In short, as Rishi Sunak is telling everyone this week, there are some difficult decisions to take and, for us, the shape of Guernsey’s future is one of them.
So who will Deputy Ferbrache ask to replace Heidi? A Trott, St Pier or Parkinson perhaps, to get some knowledge, experience and heft on board? Or a nodding dog from the Blob of fellow travellers? I doubt any of those three I’ve named would contemplate joining the current P&R – which tells you quite a bit about the underlying reasons for Deputy Soulsby’s departure – so we shall see.
More fundamentally, however, what next? This Assembly has given up on containing expenditure and has no plan for increasing revenues. Its only ‘solution’ is to raise taxes and the impending review in that area will be to introduce GST at around 5% before hiking it subsequently because, under this P&R, the States has lost control of public finances.
Getting GST through the Assembly, however, is not guaranteed. Public opinion alone, suckered into voting island-wide for candidates allegedly promising to cut waste and do things more efficiently, will be neither kind nor gentle. So what happens, as many States members already expect, if the tax and spend package from P&R is lost?
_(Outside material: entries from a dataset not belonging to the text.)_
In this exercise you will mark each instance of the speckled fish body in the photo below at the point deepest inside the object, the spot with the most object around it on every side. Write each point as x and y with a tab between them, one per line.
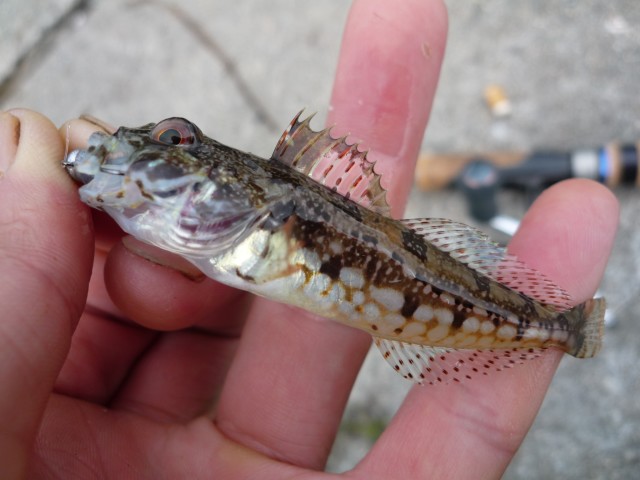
310	227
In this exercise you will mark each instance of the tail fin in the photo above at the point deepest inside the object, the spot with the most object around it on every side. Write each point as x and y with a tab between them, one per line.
587	320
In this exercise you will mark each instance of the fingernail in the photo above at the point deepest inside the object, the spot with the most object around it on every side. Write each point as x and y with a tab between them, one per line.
9	138
162	257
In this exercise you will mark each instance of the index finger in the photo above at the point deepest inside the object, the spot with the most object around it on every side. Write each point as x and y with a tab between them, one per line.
301	370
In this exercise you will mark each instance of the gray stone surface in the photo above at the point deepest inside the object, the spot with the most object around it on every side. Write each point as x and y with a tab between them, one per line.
570	68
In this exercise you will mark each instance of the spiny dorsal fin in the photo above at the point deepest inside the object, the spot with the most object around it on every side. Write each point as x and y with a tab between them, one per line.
473	248
434	365
332	162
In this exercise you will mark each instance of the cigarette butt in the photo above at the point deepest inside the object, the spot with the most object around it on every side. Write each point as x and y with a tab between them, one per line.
497	100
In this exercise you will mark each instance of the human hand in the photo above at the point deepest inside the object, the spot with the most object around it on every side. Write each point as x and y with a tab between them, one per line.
142	390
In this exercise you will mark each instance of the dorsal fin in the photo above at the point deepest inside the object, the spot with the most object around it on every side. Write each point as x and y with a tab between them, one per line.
473	248
434	365
331	162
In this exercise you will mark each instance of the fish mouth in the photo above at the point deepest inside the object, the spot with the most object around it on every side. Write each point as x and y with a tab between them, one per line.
104	154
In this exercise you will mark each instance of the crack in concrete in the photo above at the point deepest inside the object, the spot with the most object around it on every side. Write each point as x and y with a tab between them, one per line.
228	64
41	48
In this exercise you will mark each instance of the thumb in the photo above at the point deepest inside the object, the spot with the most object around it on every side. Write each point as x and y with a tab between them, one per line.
46	248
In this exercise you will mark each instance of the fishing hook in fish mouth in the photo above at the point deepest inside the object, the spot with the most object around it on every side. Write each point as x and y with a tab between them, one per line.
101	124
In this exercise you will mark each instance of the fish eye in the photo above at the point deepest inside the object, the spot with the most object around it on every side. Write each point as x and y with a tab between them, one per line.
175	131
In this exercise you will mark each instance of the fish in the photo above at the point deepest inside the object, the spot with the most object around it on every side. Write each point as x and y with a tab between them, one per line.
310	226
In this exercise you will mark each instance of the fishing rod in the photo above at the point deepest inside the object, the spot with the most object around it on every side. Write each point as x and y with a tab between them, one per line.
480	176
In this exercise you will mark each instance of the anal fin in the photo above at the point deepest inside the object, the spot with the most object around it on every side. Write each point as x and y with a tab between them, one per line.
434	365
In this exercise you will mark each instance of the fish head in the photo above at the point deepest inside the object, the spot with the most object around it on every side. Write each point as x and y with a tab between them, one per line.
169	185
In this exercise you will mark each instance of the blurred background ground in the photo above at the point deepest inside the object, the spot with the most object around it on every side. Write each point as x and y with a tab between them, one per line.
241	69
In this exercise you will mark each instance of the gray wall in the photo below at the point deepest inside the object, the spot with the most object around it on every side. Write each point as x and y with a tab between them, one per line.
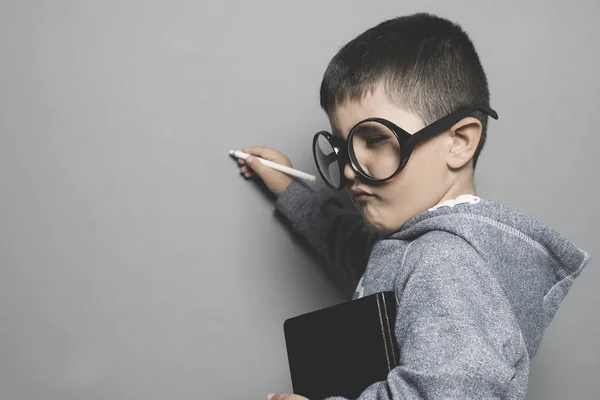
136	262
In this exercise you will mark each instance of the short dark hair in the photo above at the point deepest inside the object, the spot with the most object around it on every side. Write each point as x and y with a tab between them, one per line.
427	64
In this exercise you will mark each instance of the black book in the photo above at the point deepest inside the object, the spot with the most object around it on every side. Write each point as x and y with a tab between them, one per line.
342	349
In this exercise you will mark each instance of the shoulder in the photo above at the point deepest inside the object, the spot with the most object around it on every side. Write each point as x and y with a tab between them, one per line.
438	254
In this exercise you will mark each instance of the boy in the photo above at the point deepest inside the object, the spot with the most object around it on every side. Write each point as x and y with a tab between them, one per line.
476	283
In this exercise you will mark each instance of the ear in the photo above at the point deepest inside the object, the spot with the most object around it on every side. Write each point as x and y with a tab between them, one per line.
465	136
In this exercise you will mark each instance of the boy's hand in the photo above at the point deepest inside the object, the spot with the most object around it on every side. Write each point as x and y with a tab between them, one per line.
285	396
276	181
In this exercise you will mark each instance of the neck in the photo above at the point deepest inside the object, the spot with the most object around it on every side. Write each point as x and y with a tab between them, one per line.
460	187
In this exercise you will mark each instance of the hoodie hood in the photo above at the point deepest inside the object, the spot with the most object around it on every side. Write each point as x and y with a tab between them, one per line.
534	264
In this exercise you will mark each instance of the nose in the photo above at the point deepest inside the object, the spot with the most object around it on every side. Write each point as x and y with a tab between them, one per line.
349	172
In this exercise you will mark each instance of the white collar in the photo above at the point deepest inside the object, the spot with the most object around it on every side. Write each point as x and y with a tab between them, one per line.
464	198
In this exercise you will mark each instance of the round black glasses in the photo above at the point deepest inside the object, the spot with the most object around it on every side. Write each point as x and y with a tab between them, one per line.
377	149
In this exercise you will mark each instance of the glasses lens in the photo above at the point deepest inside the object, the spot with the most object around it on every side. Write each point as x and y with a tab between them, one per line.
327	161
376	150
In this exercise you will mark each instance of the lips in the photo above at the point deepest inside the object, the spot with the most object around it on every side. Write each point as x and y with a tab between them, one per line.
360	194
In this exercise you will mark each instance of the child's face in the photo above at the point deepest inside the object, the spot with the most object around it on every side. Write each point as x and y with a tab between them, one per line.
424	182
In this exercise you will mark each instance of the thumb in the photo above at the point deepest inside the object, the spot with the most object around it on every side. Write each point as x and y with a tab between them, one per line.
256	165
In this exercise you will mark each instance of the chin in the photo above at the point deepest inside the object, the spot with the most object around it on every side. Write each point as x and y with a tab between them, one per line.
379	223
Will that trigger – as it should – mass resignations? Could a P&R unable to pay the bills and with no credible plan to balance the books retain any legitimacy as the States’ senior committee and policy adviser? Can an entire Policy & Resources be replaced without a general election called to ask islanders what sort of economic future they want? Or asking their views on island-wide voting, shadowy ‘political parties’ and manifesto promises that evaporate on election?
Yes, you’re right. So far so speculative. But the Deputy Soulsby resignation shows how close we’ve come to straying into the Truss territory of untenable government.